Qu’importe : cette « pensée en cours de formation » (p. 246) n’en sait pas moins relever les « flottements » de celle de Montesquieu, en dénoncer victorieusement les défaillances, en « débusquer les tautologies, […] les traiter avec ironie puis […] les corriger » et « traquer les lapalissades » (p. 257). Ces lignes se suffisent à elles-mêmes : l’ambition est immense, et à aucun moment Mme Dupin ne doute de ses capacités ; jamais ne l’a effleurée l’idée que là où elle voyait une tautologie ou une lapalissade, il y avait peut-être une idée qui lui échappait.

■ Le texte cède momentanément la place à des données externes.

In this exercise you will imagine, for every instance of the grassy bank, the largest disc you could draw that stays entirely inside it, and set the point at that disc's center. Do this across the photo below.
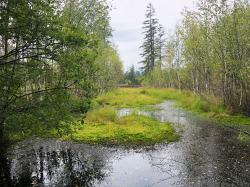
(205, 105)
(103, 126)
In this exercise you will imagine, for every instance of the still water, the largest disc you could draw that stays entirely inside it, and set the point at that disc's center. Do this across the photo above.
(206, 155)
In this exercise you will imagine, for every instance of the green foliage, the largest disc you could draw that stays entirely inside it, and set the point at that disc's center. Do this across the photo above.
(51, 57)
(132, 77)
(105, 127)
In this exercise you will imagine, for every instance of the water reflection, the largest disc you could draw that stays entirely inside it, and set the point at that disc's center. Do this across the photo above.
(206, 155)
(54, 163)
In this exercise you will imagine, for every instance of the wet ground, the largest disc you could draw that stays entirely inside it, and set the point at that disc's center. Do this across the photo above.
(206, 155)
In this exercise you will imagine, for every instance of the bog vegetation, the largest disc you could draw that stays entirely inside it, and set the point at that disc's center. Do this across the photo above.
(57, 63)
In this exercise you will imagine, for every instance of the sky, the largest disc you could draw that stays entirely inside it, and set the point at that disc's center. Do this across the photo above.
(127, 17)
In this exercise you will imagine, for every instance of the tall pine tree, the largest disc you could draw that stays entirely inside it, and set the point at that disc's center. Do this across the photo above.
(159, 44)
(150, 26)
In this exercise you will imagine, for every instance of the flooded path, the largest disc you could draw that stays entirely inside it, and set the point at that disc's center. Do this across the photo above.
(206, 155)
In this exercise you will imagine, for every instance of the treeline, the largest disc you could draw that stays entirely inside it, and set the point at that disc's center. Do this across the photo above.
(54, 57)
(209, 52)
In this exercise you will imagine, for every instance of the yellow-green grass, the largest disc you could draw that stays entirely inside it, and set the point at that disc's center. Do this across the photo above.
(205, 105)
(103, 126)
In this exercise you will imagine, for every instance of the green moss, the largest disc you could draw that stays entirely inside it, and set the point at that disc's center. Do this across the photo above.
(205, 105)
(133, 130)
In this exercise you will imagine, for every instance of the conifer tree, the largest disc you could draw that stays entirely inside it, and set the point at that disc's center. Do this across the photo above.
(150, 26)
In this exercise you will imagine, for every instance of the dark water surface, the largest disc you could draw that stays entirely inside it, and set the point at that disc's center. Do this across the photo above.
(206, 155)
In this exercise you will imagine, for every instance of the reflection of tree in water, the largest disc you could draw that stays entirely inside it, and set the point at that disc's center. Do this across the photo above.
(65, 166)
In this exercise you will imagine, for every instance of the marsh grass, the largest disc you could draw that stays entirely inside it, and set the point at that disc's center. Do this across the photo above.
(103, 126)
(205, 105)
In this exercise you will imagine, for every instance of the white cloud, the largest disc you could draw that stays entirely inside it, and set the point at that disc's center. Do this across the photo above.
(127, 18)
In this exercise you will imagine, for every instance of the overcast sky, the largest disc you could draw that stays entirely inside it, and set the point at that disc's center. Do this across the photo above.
(126, 20)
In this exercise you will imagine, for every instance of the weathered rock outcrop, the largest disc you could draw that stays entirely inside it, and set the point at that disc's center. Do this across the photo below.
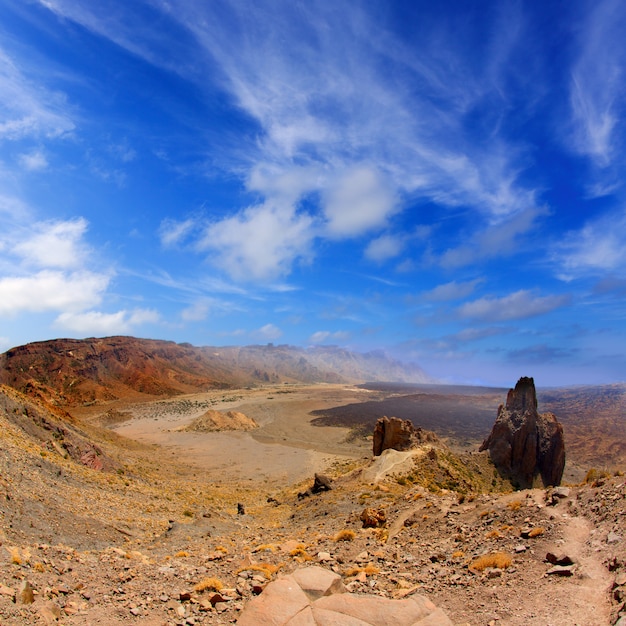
(397, 434)
(525, 444)
(315, 596)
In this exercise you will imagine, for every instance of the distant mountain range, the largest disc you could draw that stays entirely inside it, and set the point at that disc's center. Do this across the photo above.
(73, 372)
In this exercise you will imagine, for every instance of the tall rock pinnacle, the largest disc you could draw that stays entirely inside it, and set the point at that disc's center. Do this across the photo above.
(525, 444)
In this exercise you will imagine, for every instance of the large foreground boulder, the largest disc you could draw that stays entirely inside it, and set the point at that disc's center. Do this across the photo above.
(314, 596)
(524, 444)
(393, 433)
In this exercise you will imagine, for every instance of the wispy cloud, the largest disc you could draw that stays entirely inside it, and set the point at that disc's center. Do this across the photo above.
(502, 239)
(53, 244)
(452, 291)
(33, 161)
(27, 109)
(260, 243)
(597, 248)
(49, 290)
(269, 332)
(324, 336)
(366, 120)
(519, 305)
(98, 323)
(597, 85)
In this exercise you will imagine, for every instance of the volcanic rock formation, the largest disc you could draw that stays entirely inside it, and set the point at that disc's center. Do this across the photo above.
(525, 444)
(397, 434)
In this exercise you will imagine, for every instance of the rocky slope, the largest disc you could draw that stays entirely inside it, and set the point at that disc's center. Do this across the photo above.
(71, 372)
(153, 542)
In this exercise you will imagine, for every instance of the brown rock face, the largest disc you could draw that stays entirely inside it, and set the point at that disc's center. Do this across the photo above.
(397, 434)
(525, 444)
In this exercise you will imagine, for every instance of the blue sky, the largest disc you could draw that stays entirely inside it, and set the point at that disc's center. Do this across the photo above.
(441, 180)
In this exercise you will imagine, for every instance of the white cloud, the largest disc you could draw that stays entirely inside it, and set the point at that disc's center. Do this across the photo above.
(13, 207)
(597, 84)
(269, 332)
(452, 291)
(385, 247)
(598, 247)
(357, 202)
(260, 243)
(322, 336)
(519, 305)
(33, 161)
(50, 290)
(27, 109)
(54, 244)
(331, 90)
(501, 239)
(197, 312)
(173, 232)
(98, 323)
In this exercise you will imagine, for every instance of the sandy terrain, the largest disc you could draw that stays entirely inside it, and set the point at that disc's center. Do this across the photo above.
(285, 447)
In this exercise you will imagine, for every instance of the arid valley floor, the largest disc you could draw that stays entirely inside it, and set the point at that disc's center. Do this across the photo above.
(160, 540)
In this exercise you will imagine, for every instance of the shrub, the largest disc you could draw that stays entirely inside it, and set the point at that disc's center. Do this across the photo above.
(370, 569)
(502, 560)
(268, 569)
(299, 552)
(345, 535)
(209, 584)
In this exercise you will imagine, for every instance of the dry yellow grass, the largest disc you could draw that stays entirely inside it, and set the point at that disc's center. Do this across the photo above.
(209, 584)
(345, 535)
(370, 570)
(300, 553)
(16, 557)
(501, 560)
(267, 569)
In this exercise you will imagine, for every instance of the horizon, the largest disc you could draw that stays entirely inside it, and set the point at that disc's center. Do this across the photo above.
(442, 183)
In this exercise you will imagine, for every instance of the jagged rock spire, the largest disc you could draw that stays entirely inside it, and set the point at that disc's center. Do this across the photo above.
(524, 444)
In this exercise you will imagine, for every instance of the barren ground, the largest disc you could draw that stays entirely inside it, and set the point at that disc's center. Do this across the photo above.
(136, 547)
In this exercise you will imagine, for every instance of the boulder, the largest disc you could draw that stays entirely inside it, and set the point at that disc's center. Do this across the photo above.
(524, 444)
(314, 596)
(397, 434)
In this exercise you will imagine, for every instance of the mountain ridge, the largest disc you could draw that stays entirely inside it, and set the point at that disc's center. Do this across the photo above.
(79, 371)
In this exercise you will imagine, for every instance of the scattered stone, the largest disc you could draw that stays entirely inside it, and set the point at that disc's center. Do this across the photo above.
(284, 599)
(373, 518)
(561, 570)
(561, 559)
(321, 483)
(25, 593)
(50, 613)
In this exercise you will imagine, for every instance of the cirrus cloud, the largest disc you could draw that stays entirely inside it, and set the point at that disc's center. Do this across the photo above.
(519, 305)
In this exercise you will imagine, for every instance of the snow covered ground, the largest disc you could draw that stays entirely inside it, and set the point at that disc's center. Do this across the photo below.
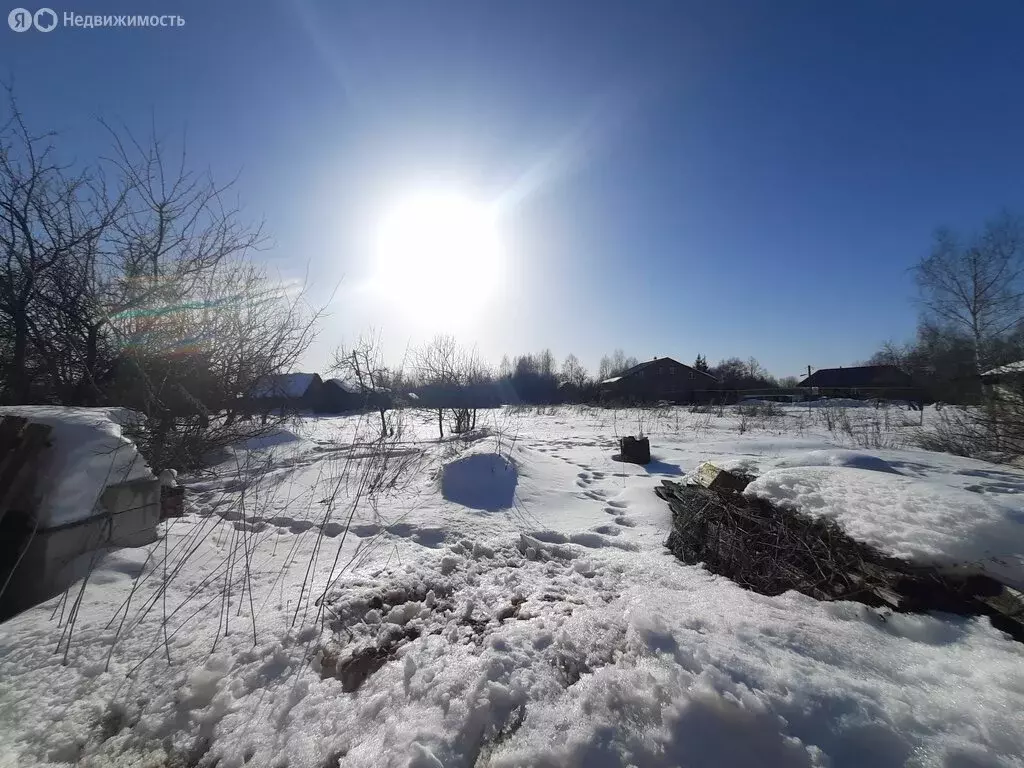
(507, 600)
(87, 454)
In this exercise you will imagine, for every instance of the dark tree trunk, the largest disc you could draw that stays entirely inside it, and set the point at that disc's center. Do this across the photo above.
(17, 377)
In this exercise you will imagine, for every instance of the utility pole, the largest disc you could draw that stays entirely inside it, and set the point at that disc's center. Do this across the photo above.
(808, 402)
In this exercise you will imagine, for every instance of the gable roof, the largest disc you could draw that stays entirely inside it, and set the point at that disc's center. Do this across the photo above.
(657, 360)
(858, 376)
(285, 385)
(345, 386)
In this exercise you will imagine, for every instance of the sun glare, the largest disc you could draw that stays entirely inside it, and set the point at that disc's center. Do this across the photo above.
(437, 250)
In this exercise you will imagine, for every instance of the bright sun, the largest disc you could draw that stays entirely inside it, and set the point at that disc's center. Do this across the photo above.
(436, 249)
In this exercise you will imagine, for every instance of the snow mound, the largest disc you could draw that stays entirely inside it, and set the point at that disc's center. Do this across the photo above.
(484, 481)
(839, 458)
(919, 520)
(87, 453)
(837, 402)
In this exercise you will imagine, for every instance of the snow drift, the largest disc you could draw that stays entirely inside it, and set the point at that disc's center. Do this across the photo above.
(87, 453)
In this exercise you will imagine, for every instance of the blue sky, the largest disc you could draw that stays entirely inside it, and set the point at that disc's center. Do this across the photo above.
(731, 178)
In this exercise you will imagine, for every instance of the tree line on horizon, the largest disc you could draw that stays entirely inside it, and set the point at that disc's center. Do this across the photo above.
(129, 281)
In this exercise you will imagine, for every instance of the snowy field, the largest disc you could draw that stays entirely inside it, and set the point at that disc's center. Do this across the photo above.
(506, 599)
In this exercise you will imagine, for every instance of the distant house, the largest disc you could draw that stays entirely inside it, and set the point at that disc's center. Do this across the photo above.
(659, 379)
(340, 396)
(863, 382)
(288, 392)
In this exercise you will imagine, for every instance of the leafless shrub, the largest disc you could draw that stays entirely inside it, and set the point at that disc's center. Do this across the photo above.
(958, 431)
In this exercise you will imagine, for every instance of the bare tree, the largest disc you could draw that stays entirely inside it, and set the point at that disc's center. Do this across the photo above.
(128, 283)
(977, 286)
(363, 366)
(50, 221)
(573, 373)
(452, 371)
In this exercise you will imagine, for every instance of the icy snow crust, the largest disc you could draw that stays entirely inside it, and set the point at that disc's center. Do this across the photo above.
(87, 453)
(519, 608)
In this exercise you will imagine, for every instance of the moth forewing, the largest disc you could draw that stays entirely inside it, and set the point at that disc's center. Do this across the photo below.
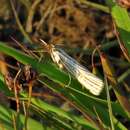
(85, 77)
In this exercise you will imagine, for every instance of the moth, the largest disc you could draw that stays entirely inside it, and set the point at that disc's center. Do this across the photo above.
(83, 75)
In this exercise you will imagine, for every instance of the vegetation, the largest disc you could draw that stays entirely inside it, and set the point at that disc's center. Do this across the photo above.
(35, 93)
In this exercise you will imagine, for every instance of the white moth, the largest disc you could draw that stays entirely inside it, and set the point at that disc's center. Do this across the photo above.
(84, 76)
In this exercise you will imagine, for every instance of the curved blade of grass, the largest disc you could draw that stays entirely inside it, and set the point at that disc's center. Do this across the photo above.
(42, 106)
(6, 120)
(54, 74)
(110, 73)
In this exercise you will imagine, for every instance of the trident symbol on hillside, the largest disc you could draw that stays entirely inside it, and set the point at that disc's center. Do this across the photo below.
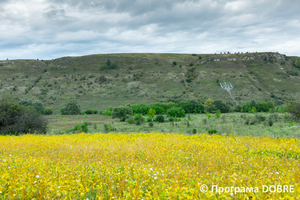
(227, 87)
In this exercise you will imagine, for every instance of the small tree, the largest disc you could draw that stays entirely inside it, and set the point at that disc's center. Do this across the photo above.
(151, 113)
(160, 119)
(108, 112)
(294, 109)
(122, 112)
(48, 111)
(209, 105)
(108, 62)
(72, 108)
(218, 114)
(16, 119)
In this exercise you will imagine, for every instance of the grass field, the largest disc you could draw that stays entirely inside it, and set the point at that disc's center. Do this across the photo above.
(229, 123)
(148, 166)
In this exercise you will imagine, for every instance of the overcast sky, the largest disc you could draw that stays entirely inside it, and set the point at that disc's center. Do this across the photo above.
(48, 29)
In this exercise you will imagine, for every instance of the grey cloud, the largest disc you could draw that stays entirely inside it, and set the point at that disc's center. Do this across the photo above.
(106, 26)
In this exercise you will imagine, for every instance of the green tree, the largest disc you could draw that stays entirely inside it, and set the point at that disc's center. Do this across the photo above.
(16, 119)
(218, 114)
(294, 109)
(176, 112)
(151, 113)
(72, 108)
(122, 112)
(108, 112)
(108, 62)
(48, 111)
(38, 105)
(209, 105)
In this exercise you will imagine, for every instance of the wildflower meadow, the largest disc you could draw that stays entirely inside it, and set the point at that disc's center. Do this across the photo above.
(148, 166)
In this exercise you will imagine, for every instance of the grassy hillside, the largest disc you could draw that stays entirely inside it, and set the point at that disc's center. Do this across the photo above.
(149, 78)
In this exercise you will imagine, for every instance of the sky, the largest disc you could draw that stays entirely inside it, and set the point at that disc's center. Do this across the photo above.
(48, 29)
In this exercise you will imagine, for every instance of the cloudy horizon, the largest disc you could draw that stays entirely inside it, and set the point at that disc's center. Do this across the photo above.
(48, 29)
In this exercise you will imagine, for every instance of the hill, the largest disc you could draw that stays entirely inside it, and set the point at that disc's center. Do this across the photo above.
(101, 81)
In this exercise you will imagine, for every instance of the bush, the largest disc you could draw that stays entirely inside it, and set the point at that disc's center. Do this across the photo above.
(16, 119)
(218, 114)
(209, 105)
(223, 107)
(151, 124)
(106, 128)
(38, 105)
(48, 111)
(122, 112)
(210, 132)
(72, 108)
(271, 122)
(176, 112)
(79, 128)
(160, 119)
(108, 112)
(130, 120)
(294, 109)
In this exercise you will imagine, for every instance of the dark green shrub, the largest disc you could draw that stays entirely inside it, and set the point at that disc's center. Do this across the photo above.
(151, 124)
(71, 108)
(130, 120)
(210, 132)
(199, 108)
(16, 119)
(294, 109)
(80, 128)
(108, 112)
(271, 122)
(176, 112)
(160, 119)
(38, 105)
(106, 128)
(137, 117)
(238, 108)
(171, 119)
(260, 118)
(223, 107)
(122, 112)
(48, 111)
(88, 112)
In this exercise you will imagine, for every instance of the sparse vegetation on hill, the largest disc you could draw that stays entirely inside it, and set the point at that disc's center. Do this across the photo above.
(16, 119)
(102, 81)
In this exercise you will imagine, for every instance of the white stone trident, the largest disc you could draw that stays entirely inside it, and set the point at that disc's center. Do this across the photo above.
(227, 87)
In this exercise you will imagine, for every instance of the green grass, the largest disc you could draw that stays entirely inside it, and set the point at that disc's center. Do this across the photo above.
(229, 123)
(156, 80)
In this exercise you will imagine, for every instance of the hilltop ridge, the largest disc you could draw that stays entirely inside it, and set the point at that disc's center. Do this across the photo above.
(149, 78)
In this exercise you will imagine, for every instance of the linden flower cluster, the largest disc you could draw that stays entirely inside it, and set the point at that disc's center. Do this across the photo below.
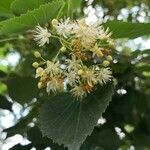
(86, 47)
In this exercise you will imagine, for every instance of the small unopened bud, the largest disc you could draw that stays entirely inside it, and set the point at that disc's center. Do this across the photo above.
(111, 44)
(80, 72)
(99, 53)
(109, 58)
(40, 85)
(54, 22)
(63, 49)
(35, 64)
(106, 63)
(37, 54)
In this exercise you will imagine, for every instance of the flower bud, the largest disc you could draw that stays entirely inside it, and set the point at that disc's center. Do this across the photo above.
(63, 49)
(37, 54)
(109, 58)
(80, 72)
(54, 22)
(40, 85)
(35, 64)
(99, 53)
(106, 63)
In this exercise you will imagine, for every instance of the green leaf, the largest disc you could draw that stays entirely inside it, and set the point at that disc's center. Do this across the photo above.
(38, 141)
(106, 139)
(68, 121)
(22, 89)
(21, 126)
(127, 29)
(32, 18)
(4, 103)
(5, 8)
(22, 6)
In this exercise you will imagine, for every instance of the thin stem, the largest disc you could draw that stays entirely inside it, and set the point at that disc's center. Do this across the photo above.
(69, 7)
(9, 39)
(56, 56)
(60, 11)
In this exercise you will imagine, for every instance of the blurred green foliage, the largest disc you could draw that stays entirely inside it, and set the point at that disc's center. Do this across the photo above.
(129, 109)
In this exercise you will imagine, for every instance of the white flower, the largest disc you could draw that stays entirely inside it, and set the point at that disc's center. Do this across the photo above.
(104, 75)
(78, 92)
(65, 28)
(73, 64)
(53, 68)
(90, 76)
(86, 33)
(41, 35)
(72, 78)
(54, 85)
(39, 72)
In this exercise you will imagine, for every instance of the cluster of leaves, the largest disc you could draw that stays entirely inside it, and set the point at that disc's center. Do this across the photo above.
(60, 121)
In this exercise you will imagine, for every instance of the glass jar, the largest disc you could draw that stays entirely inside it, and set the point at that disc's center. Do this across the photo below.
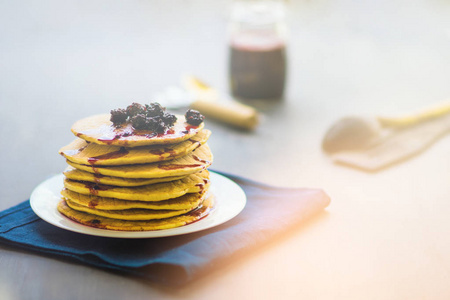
(257, 54)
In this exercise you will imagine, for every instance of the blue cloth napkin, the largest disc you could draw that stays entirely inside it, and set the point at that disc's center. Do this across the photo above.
(176, 260)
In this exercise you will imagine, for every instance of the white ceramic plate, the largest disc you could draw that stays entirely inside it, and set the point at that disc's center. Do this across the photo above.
(230, 201)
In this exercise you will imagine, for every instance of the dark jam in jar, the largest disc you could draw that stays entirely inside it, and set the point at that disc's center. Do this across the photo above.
(257, 67)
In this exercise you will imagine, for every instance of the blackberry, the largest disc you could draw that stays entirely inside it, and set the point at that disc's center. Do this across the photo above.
(154, 109)
(118, 116)
(156, 124)
(134, 109)
(194, 117)
(169, 119)
(139, 122)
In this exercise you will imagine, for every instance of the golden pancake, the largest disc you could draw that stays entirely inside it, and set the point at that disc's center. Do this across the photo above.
(154, 192)
(100, 130)
(128, 214)
(82, 152)
(125, 225)
(194, 162)
(187, 201)
(79, 175)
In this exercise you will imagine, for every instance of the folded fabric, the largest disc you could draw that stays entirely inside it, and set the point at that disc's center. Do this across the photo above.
(397, 145)
(171, 260)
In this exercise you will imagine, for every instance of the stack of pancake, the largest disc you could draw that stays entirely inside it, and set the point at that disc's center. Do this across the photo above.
(120, 178)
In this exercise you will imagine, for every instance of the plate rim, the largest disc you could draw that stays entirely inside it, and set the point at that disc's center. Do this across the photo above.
(220, 214)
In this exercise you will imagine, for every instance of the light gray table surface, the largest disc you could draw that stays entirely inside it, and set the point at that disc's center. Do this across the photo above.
(384, 236)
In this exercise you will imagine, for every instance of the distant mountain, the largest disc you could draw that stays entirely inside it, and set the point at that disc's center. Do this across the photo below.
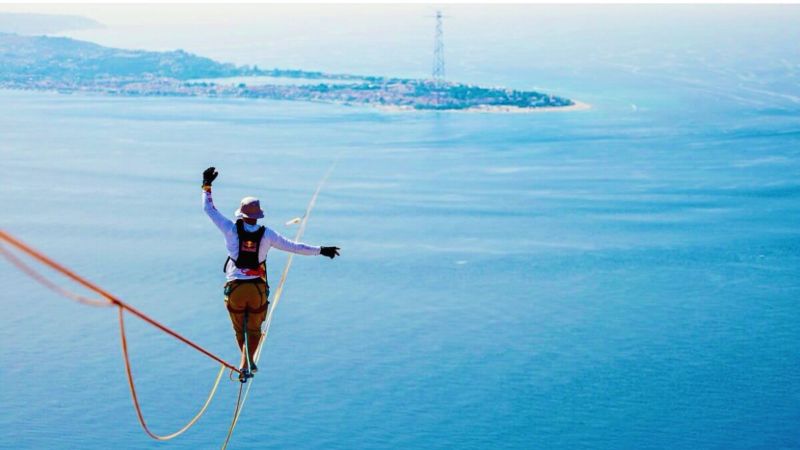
(65, 59)
(22, 23)
(68, 65)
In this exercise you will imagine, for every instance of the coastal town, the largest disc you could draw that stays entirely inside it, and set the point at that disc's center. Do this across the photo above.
(70, 66)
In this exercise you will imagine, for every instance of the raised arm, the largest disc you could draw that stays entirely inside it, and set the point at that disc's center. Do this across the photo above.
(223, 223)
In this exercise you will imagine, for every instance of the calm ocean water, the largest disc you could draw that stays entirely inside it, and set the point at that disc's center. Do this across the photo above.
(623, 277)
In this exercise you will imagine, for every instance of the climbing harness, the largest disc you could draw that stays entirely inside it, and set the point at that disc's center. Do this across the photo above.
(109, 300)
(249, 242)
(244, 391)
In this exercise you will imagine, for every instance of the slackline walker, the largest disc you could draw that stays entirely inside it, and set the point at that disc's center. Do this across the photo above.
(251, 353)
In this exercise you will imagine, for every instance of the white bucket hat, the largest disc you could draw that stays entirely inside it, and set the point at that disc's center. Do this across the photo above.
(250, 208)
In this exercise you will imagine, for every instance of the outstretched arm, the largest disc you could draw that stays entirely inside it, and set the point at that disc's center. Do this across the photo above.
(222, 222)
(282, 243)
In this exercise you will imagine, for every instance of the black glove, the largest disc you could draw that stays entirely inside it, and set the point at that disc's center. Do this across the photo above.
(330, 252)
(209, 175)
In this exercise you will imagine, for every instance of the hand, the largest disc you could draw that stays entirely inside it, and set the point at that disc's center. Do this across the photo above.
(330, 252)
(209, 175)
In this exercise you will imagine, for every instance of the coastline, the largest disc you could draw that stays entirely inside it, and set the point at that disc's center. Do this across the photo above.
(577, 106)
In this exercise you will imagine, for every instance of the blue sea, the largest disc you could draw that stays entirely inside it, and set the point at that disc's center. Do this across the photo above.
(624, 277)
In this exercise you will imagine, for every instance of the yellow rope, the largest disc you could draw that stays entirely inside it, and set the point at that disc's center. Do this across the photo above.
(275, 300)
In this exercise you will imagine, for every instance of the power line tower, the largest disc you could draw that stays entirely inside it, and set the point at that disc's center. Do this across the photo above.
(438, 51)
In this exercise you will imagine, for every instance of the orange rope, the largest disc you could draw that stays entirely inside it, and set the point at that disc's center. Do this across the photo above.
(138, 408)
(122, 306)
(93, 287)
(48, 284)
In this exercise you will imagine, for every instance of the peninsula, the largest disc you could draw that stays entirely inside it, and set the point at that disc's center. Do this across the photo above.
(67, 65)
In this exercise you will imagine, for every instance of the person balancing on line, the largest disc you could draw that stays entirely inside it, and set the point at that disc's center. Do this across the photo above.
(246, 287)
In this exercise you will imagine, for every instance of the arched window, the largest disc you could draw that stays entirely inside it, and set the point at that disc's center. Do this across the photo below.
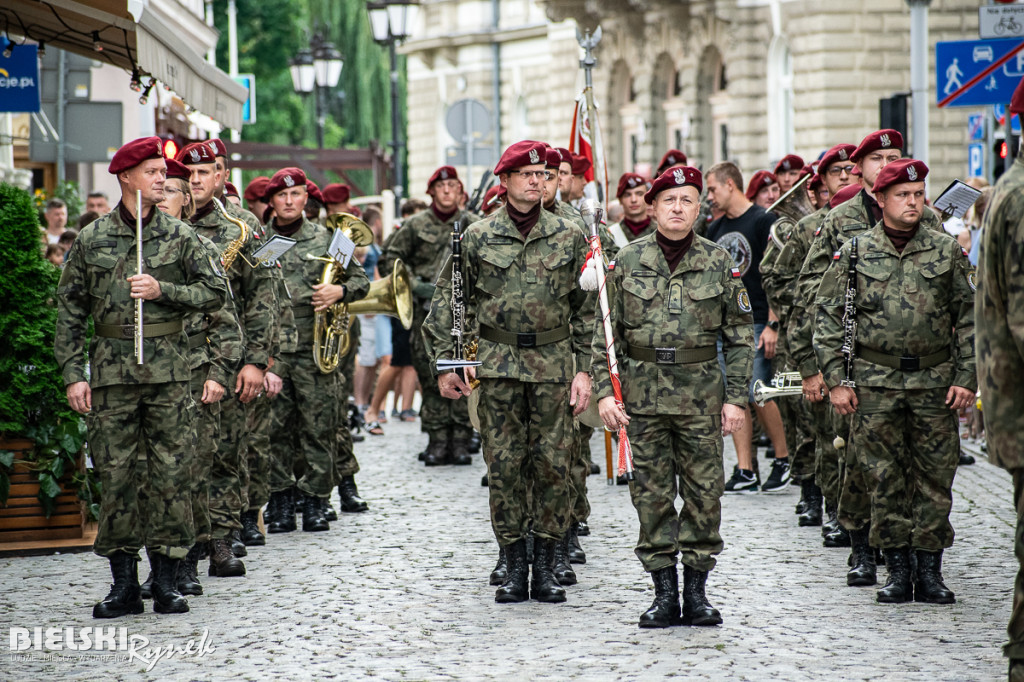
(779, 81)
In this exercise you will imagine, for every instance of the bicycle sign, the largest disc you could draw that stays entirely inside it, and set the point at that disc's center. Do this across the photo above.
(1000, 22)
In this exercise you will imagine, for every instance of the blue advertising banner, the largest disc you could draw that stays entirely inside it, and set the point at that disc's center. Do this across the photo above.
(18, 78)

Tout se passe donc comme si L’Esprit des lois n’était pas un monument de la théorie politique, et comme s’il ne fallait pas beaucoup de munitions, et de solides arguments, pour l’attaquer. Mme Dupin ne le savait pas en 1749 ; pouvait-elle le deviner ? Il lui manque sans aucun doute la culture historique, politique et philosophique qui lui aurait été nécessaire pour entendre l’ouvrage, sans doute aussi une véritable méthode de travail qui lui permette de s’approprier la documentation rassemblée ou de se donner une maîtrise personnelle des matières traitées ; mais il lui manque avant tout le désir de comprendre L’Esprit des lois : sa position, méprisante et moqueuse, est constamment extérieure à son objet ; un persiflage si visiblement polémique peut-il être philosophique ? En 2020, la question est la même, et elle est autre : peut-on encore faire comme si le succès de L’Esprit des lois n’était qu’un effet de mode, dû à la complaisance de quelques beaux esprits parisiens, et comme s’il était inutile d’avoir le moindre bagage pour l’aborder, comme s’il était besoin de ne connaître ni L’Esprit des lois ni les fondements théoriques qui permettent d’en mesurer la nouveauté et la profondeur ?
D’autres que nous sauront dire ce qu’il faut penser de l’activité propre de Rousseau ou de l’intérêt qu’il y aurait à comparer les critiques de Mme Dupin avec celles que Claude Dupin a rédigées de manière obstinée de 1749 à 1759. Mais il nous semble que la confrontation avec Montesquieu ne constitue pas le meilleur moyen de présenter la pensée de Mme Dupin, car elle la révèle sous son plus mauvais jour. Lui rendrait mieux justice un examen synthétique et raisonné de ses travaux, en eux-mêmes et pour eux-mêmes (et non pas au fil des chapitres de L’Esprit des lois ou des thèmes abordés par chaque dossier), appuyé sur une étude de l’utilisation et de la pertinence des sources, qui permettrait d’en discerner les lignes de force, au-delà du soutien sans faille à l’absolutisme dont il a été question. Cela permettrait d’éprouver la validité intrinsèque de l’argumentation, dans son développement propre mais aussi dans une véritable histoire des idées politiques et philosophiques. Sans doute la publication des transcriptions de ces volumineux dossiers permettra-t-elle de lever tous les malentendus et de mieux faire connaître la démarche de Mme Dupin.